Sydney Reuben, Assistant Attorney General, with him David Stahl, Attorney General, for Unemployment Compensation Board of Review, appellee.
Before Ervin, Wright, Woodside, Watkins, Montgomery, and Flood, JJ. (rhodes, P.j., absent).
[ 196 Pa. Super. Page 501]
OPINION BY WOODSIDE, J.
In this unemployment compensation case, the bureau, the referee and the board in turn concluded that the claimant was disqualified under the provision of § 402(e) of the Unemployment Compensation Law, 43 P.S. § 802(e).
This sub-section provides that an employe shall be ineligible for compensation for any week "In which his unemployment is due to his discharge or temporary suspension from work for willful misconduct connected with his work; ..."
The board found that the claimant had a history of unreported and unauthorized absences and that "Although work was scheduled for the claimant of December 5, 1960, he did not report for work [and when he did report] on Friday, December 9, he was discharged for his absence."
The credibility of the witnesses, the weight of their testimony, and the reasonable inferences to be drawn from it are for the board. Ristis Unemployment Compensation Case, 178 Pa. Superior Ct. 400, 403, 116 A.2d 271 (1955).
Repeated absences without good cause or without notice to the employer constitute willful misconduct
[ 196 Pa. Super. Page 502]
under § 402(e), supra. Devlin Unemployment Compensation Case, 165 Pa. Superior Ct. 153, 67 A.2d 639 (1949); Shanor Unemployment Compensation Case, 188 Pa. Superior Ct. 301, 146 A.2d 336 (1958); Soilis Unemployment Compensation Case, 192 Pa. Superior Ct. 636, 161 A.2d 634 (1960).
In this case no advance warning was given to the appellant before he was discharged. The appellant contends that an advance warning concerning the consequences of continued absences is necessary before a discharge for repeated unauthorized absences may be found to be a discharge for willful misconduct. "Willful misconduct" is established by repeated absences without good cause or without notice to the employer. While a warning by an employer, which is ignored by the employee, is relevant in that it reflects the employee's attitude to his employment, it is not a necessary element of willful misconduct for repeated unauthorized absences.

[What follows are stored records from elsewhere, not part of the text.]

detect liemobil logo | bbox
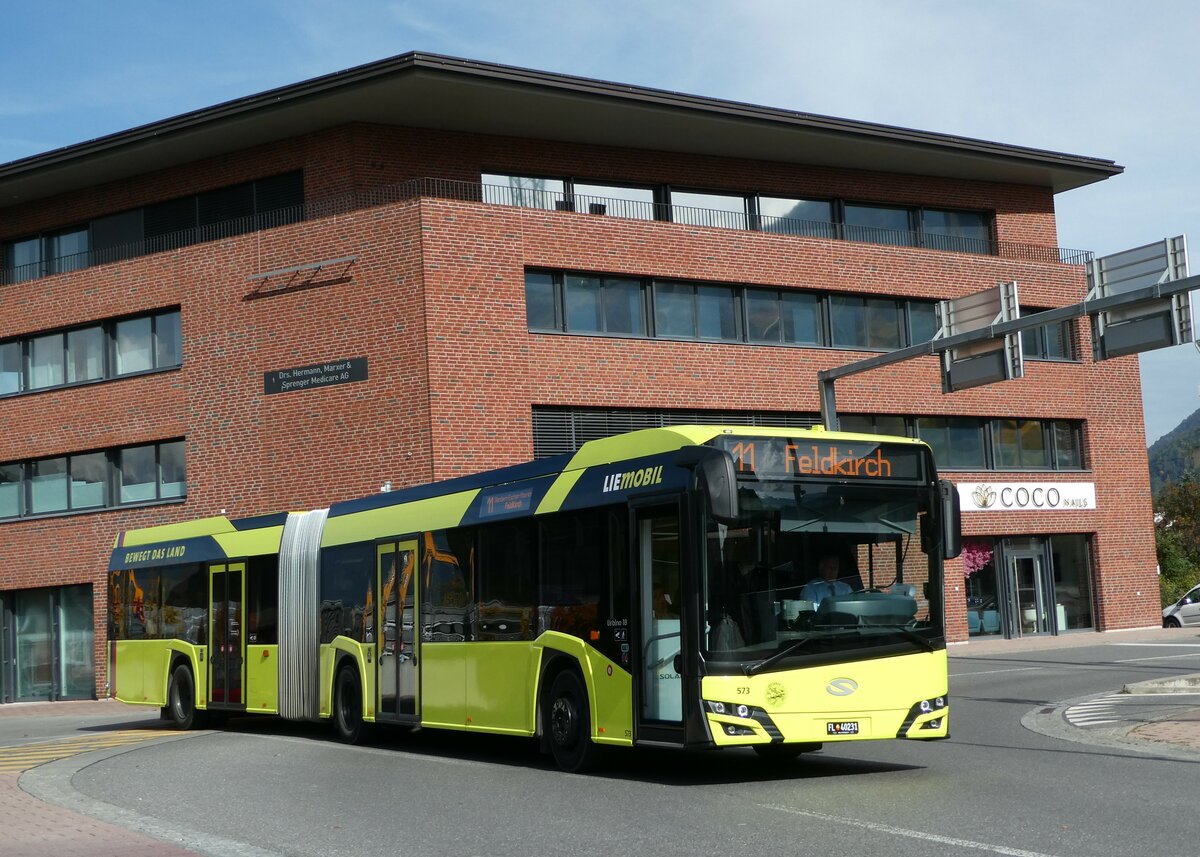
[971,484,997,509]
[826,678,858,697]
[601,465,665,493]
[765,682,787,707]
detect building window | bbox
[669,190,748,230]
[481,172,996,256]
[0,463,21,518]
[652,281,740,341]
[757,197,836,238]
[993,419,1050,468]
[915,417,987,469]
[844,204,916,247]
[0,341,21,395]
[0,439,185,522]
[922,209,992,254]
[564,275,645,335]
[528,270,934,352]
[908,301,939,344]
[0,308,181,399]
[745,289,818,344]
[829,295,903,349]
[525,271,559,330]
[1021,314,1075,360]
[571,183,656,220]
[2,172,303,285]
[29,333,66,389]
[481,174,565,210]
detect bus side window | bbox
[476,519,537,640]
[539,510,603,642]
[423,529,475,641]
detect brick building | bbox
[0,53,1158,702]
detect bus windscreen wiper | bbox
[744,635,827,677]
[875,624,935,652]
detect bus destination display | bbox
[712,436,923,482]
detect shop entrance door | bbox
[1006,550,1053,636]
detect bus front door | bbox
[376,540,420,722]
[208,562,245,709]
[632,502,686,744]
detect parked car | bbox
[1163,583,1200,627]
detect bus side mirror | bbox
[939,479,962,560]
[674,446,740,524]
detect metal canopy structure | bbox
[819,237,1198,430]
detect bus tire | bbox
[544,669,599,773]
[167,663,206,730]
[333,663,370,744]
[752,742,821,762]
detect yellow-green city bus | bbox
[107,425,960,771]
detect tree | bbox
[1155,476,1200,606]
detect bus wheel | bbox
[334,664,369,744]
[752,742,821,762]
[167,663,206,730]
[545,670,599,773]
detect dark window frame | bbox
[0,308,182,400]
[3,172,303,286]
[0,439,186,523]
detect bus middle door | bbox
[208,562,245,710]
[376,540,420,722]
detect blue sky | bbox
[3,0,1197,443]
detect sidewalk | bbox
[1,770,202,857]
[953,624,1200,754]
[0,699,203,857]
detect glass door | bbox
[633,501,685,742]
[1007,551,1052,636]
[208,562,245,707]
[376,540,420,721]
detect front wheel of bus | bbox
[545,669,599,773]
[167,663,206,730]
[334,663,369,744]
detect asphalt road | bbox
[16,633,1200,857]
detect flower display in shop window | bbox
[961,539,993,578]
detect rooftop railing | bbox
[1,178,1093,285]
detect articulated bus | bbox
[108,425,961,771]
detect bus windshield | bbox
[703,478,941,668]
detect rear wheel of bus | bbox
[545,669,600,773]
[334,662,371,744]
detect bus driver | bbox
[799,555,852,606]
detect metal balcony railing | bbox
[1,178,1092,285]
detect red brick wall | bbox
[0,123,1156,700]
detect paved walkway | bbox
[1,770,202,857]
[0,700,202,857]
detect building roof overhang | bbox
[0,52,1122,211]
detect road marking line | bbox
[760,804,1062,857]
[1119,691,1200,697]
[1114,653,1200,663]
[949,667,1044,677]
[1113,643,1200,647]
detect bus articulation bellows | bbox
[107,425,961,771]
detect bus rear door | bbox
[376,540,420,721]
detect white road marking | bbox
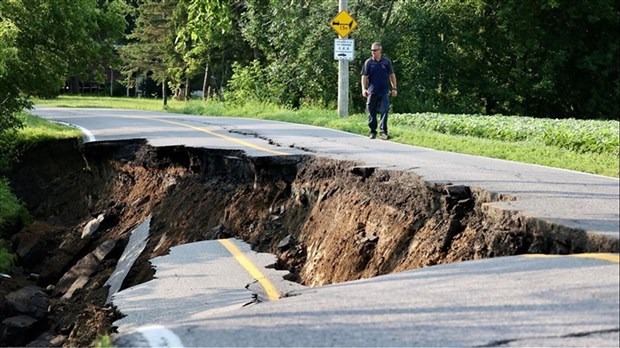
[137,325,184,348]
[52,120,96,142]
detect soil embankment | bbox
[1,138,617,346]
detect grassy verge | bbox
[34,95,188,111]
[17,112,84,141]
[34,95,620,177]
[1,112,82,171]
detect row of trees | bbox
[1,0,618,135]
[122,0,618,119]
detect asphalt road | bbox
[113,240,619,347]
[31,107,620,347]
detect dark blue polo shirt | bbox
[361,56,394,95]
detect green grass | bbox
[31,95,620,177]
[0,177,25,272]
[16,111,83,142]
[0,177,29,230]
[392,113,619,156]
[0,239,16,273]
[1,112,82,171]
[34,95,188,111]
[93,334,116,348]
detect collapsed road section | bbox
[0,138,617,347]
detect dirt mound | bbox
[1,138,617,346]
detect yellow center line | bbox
[218,239,280,301]
[523,253,619,263]
[116,114,289,156]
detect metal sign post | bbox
[338,53,349,118]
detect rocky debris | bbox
[1,286,49,346]
[277,235,293,251]
[444,184,471,200]
[24,332,67,347]
[60,276,90,301]
[211,224,232,239]
[5,286,49,319]
[81,214,105,239]
[350,165,375,179]
[36,230,92,287]
[11,221,66,271]
[53,240,116,298]
[275,235,305,282]
[1,315,39,346]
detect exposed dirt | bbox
[0,138,617,347]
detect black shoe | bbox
[369,133,376,139]
[380,132,389,140]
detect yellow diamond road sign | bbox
[329,10,358,38]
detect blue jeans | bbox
[367,93,389,134]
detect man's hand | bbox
[391,89,397,97]
[362,89,369,97]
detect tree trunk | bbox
[69,77,80,94]
[162,79,168,107]
[110,70,114,97]
[382,0,395,28]
[202,63,209,101]
[219,60,227,99]
[185,77,189,100]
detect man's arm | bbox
[390,73,397,96]
[361,75,369,97]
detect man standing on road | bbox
[361,42,397,140]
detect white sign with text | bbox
[334,38,355,61]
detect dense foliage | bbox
[0,177,29,233]
[0,176,21,273]
[0,17,30,133]
[0,0,127,133]
[0,239,16,273]
[1,1,125,257]
[2,0,618,129]
[121,0,619,119]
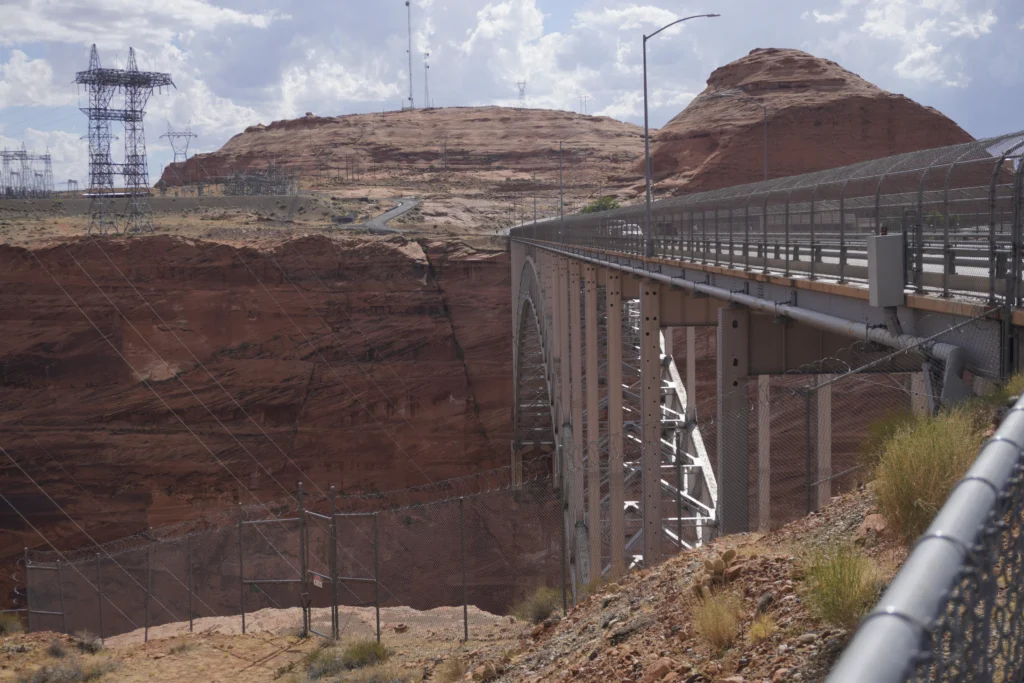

The claimant also argues that there was no evidence to support the board's finding of willful misconduct. The evidence establishes that the claimant was absent from his employment seven days in two months. According to the claimant's own testimony, on the first day of his first three-day period of absence, the claimant's wife notified his employer that he was sick. He was absent during a second three-day period during which time his employer was not notified until the third day. He was absent another day to attend a christening and did not notify his employer of his intended absence. On December 5th, he again failed to report for work and did not notify his employer. Even if the board accepted all of his testimony as true (which it was not obligated to do, Lavely Unemployment Compensation Case, 163 Pa. Superior Ct. 66, 67, 60 A.2d 352 (1948)), the evidence supported the board's finding of willful misconduct.